Id. at 1261. With respect to the availability of less drastic sanctions, the court said,
“Explicit discussion of alternatives is especially unnecessary in a case like this one,
where the district court actually tried alternatives before dismissing the case.” Id. at
1262.
This case is distinguishable from Ferdik. First, this case was pending less than
six months, which is less than the time specified in the district court’s local rule for
dismissal for failure to prosecute under Rule 41(b). Local Rule 41.1 (“Cases which have
had no proceedings for six (6) or more months may be dismissed by the Court for want
of prosecution.”). Second, although we will not second guess the district court’s need to
manage its docket, the district court in this case did not invest the time or endure the
disruption that the district court in Ferdik did. Finally, the district court in Ferdik warned
the plaintiff at least three times that failure to amend would result in dismissal and
allowed the plaintiff three opportunities to amend. Although the district court’s findings
that three factors favor dismissal are not clearly erroneous, those three factors cannot
be said to strongly favor dismissal in the same manner as the factors in Ferdik. To the
04-1364 9
contrary, this case is more like Oliva, where the district court issued a briefing order
requiring the plaintiff to file a summary judgment motion, which the plaintiff failed to do
for a year and a half. 958 F.2d at 273. The district court dismissed the case sua
sponte. In reversing the dismissal, the Ninth Circuit said:
Here, the public’s interest in expeditious resolution of litigation, the
court’s need to manage its docket, and the possible prejudice to the party
suffering delay all support the district court’s order of dismissal. We do not
condone the dilatory conduct of Oliva’s counsel. However, in the absence
of indications that alternative sanctions were considered and of warning to
counsel that dismissal was imminent, we cannot uphold the district court’s
sua sponte dismissal of this case. Moreover, the public policy favoring
disposition on the merits weighs against dismissal.

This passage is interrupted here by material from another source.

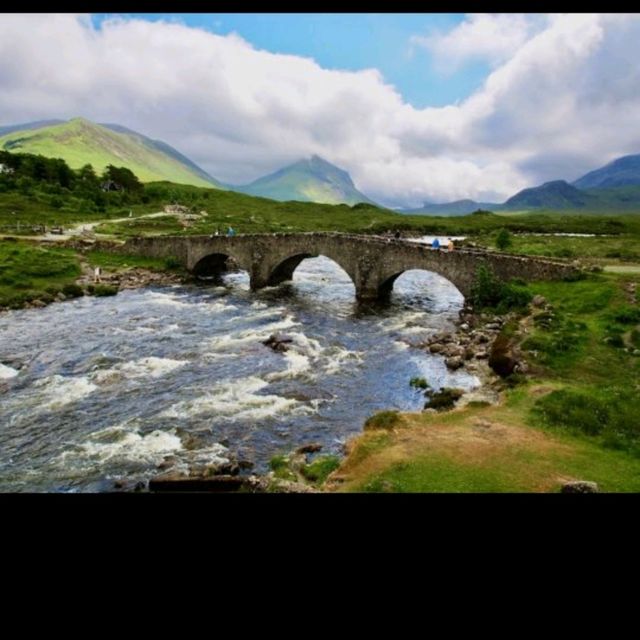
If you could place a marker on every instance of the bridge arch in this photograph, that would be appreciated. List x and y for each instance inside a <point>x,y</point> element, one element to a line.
<point>214,264</point>
<point>387,286</point>
<point>284,269</point>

Id. at 274 (citations omitted). For these reasons, we conclude that the district court
abused its discretion in dismissing the case with prejudice.
III. SANCTIONS
Hasbro argues that it is entitled to attorney’s fees and expenses incurred in this
appeal under Federal Circuit Rule 47.7(1), even though it chose not to submit any
substantive argument in support of the district court’s dismissal. Because no such rule
exists, we assume that Hasbro is asserting an entitlement to attorney’s fees under
Federal Circuit Rule 47.7(a)(1). In view of our disposition of this case, we see no
reason to award Hasbro its attorney’s fees and expenses for this appeal.
IV. CONCLUSION
Because the district court abused its discretion in sua sponte dismissing
Bowling’s complaint with prejudice after his failure to respond to the district court’s show
cause order, which warned of dismissal under Rule 4(m) and not Rule 41(b), we reverse
and remand for further proceedings consistent with this opinion. Hasbro’s motion for
attorney’s fees and expenses is denied.